In:DN
06 DE SETEMBRO DE 2017
Por:Viriato Soromenho Marques
Se existisse um prémio
internacional de ética pública, ele seria, certamente, outorgado hoje ao
professor Adriano Moreira (AM), pela passagem do seu 95.º aniversário. Dificilmente
se encontrará um outro cidadão que desde 1944, ano em que terminou a sua
licenciatura em Direito, até hoje continue a deixar múltiplas marcas de ação,
pensamento crítico e exemplo lúcido da sua presença no mundo partilhado por
todos (para o leitor da edição impressa do DN basta olhar para a página
seguinte, para encontrar na sua coluna de opinião a prova material da minha
afirmação).
O que sempre admirei em AM
é a sua capacidade de quebrar os binómios de ferro em que a melhor tradição
intelectual do Ocidente tende a aprisionar a experiência política. A
contradição abissal entre teoria e prática, objeto de uma célebre controvérsia
entre Kant e Burke. A oposição entre ética da responsabilidade e ética da
convicção, traçada por um Max Weber, ele próprio tolhido no torvelinho de
tensões contraditórias que o faziam ter paixão pela política e, ao mesmo tempo,
resistir ao canto de sereia das suas "forças diabólicas".
A clássica dilaceração,
identificada por Maquiavel no coração do príncipe, entre as leis humanas e as
pulsões brutais mais elementares (metaforizadas na força do leão e na astúcia
da raposa).
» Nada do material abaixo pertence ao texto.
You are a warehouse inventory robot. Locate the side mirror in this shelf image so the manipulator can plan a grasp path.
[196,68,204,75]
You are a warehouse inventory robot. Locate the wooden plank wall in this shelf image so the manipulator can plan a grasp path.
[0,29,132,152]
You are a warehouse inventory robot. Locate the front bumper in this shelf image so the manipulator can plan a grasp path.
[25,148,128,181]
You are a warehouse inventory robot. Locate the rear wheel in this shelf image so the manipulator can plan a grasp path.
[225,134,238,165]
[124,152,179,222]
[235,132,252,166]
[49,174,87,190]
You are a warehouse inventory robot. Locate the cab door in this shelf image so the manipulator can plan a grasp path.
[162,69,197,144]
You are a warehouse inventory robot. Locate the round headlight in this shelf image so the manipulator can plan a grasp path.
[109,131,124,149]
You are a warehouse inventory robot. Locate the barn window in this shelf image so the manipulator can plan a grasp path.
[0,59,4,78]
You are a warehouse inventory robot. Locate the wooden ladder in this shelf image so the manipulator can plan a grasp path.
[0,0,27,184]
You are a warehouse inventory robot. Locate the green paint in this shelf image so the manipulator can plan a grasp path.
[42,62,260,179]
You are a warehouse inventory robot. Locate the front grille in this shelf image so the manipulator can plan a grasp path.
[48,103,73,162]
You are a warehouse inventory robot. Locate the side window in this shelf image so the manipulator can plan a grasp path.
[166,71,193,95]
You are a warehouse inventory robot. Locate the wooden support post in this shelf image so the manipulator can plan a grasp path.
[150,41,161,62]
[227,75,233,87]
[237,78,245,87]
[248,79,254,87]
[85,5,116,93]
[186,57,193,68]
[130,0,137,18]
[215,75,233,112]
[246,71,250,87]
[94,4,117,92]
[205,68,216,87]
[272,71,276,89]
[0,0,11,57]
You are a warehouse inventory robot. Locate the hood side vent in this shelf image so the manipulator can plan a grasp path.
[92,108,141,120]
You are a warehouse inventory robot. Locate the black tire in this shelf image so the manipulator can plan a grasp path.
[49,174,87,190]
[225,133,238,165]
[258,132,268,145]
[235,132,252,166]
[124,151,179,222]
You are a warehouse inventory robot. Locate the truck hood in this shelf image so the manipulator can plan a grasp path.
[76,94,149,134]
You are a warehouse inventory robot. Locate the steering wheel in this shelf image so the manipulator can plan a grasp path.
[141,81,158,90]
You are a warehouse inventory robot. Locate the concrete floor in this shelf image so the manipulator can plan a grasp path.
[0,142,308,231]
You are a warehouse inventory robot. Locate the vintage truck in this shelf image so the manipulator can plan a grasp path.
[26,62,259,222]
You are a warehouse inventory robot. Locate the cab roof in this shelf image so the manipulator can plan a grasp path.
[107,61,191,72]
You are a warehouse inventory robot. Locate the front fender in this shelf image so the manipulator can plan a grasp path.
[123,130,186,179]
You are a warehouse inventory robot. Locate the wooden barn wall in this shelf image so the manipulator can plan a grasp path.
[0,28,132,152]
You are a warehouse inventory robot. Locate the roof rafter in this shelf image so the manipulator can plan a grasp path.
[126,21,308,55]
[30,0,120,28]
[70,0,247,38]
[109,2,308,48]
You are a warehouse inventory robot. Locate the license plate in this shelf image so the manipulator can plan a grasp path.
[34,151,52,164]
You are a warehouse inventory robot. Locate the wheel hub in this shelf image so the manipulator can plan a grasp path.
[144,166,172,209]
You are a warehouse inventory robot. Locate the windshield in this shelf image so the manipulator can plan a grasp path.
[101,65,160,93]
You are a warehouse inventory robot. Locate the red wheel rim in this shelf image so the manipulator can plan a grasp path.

Ao longo de mais de sete décadas de vida pública, AM tem enfrentado
e superado (no sentido hegeliano de negação, assimilação e ultrapassagem dos
obstáculos) todos os desafios, vitórias e derrotas que a vida tem colocado no
seu caminho.
Para os leitores mais
jovens, recomendaria a leitura do capítulo que lhe é dedicado na derradeira
obra de Manuel Lucena (Os Lugares-Tenentes de Salazar, Lisboa, Aletheia, 2015,
pp. 261-371), onde a sua peculiar estatura de estadista, que pretende
efetivamente aproximar a realidade e a justiça, fica patente nos anos decisivos
de 1960-62, num contexto de guerra e desorientação interna, tentando, mesmo
contra Salazar e os setores mais cristalizados do Estado Novo, evitar, ou ao
menos atenuar, o trágico capítulo português no grande crepúsculo do Euromundo.
Cada ser humano tem o seu
segredo interior (que até o próprio desconhece), mas atrevo-me a considerar que
uma parte da laboriosa, mas serena, resiliência de AM se fica a dever a uma
espécie de software comportamental, que permanece inalterável ao longo do
tempo, nos seus três tópicos fundamentais.
Primeiro, nunca desistir
do conhecimento na avaliação do mundo - com o imenso trabalho de estudo e
investigação que ele implica - mas sem nunca cair na arrogância científica e
intelectual, que é uma das formas mais modernas de ideologia, usada como
desculpa para subestimar, excluir e reprimir as vozes dos que pensam de modo
diferente. Segundo, acreditar sempre que o melhor se atinge preferencialmente
pelas estradas do possível, envolvendo voluntariamente na viagem também os que
dela duvidam, do que abraçando a retórica das promessas utópicas, que cedo se
transformam em terror e violência. Terceiro, nunca abdicar dos princípios
fundamentais, pois são eles que não só mantêm intacta a integridade e a
identidade do agente (a sua alma política e ética), mas são também eles que
temperam e limitam o que deve e pode, ou não, ser realizado pela ação.
Para AM esses princípios
básicos são os da igualdade e os da cooperação universal do género humano. Ao
mesmo tempo um ponto de partida e uma tarefa sempre à espera de ser cumprida,
como as duras promessas do nosso presente-futuro bem o comprovam.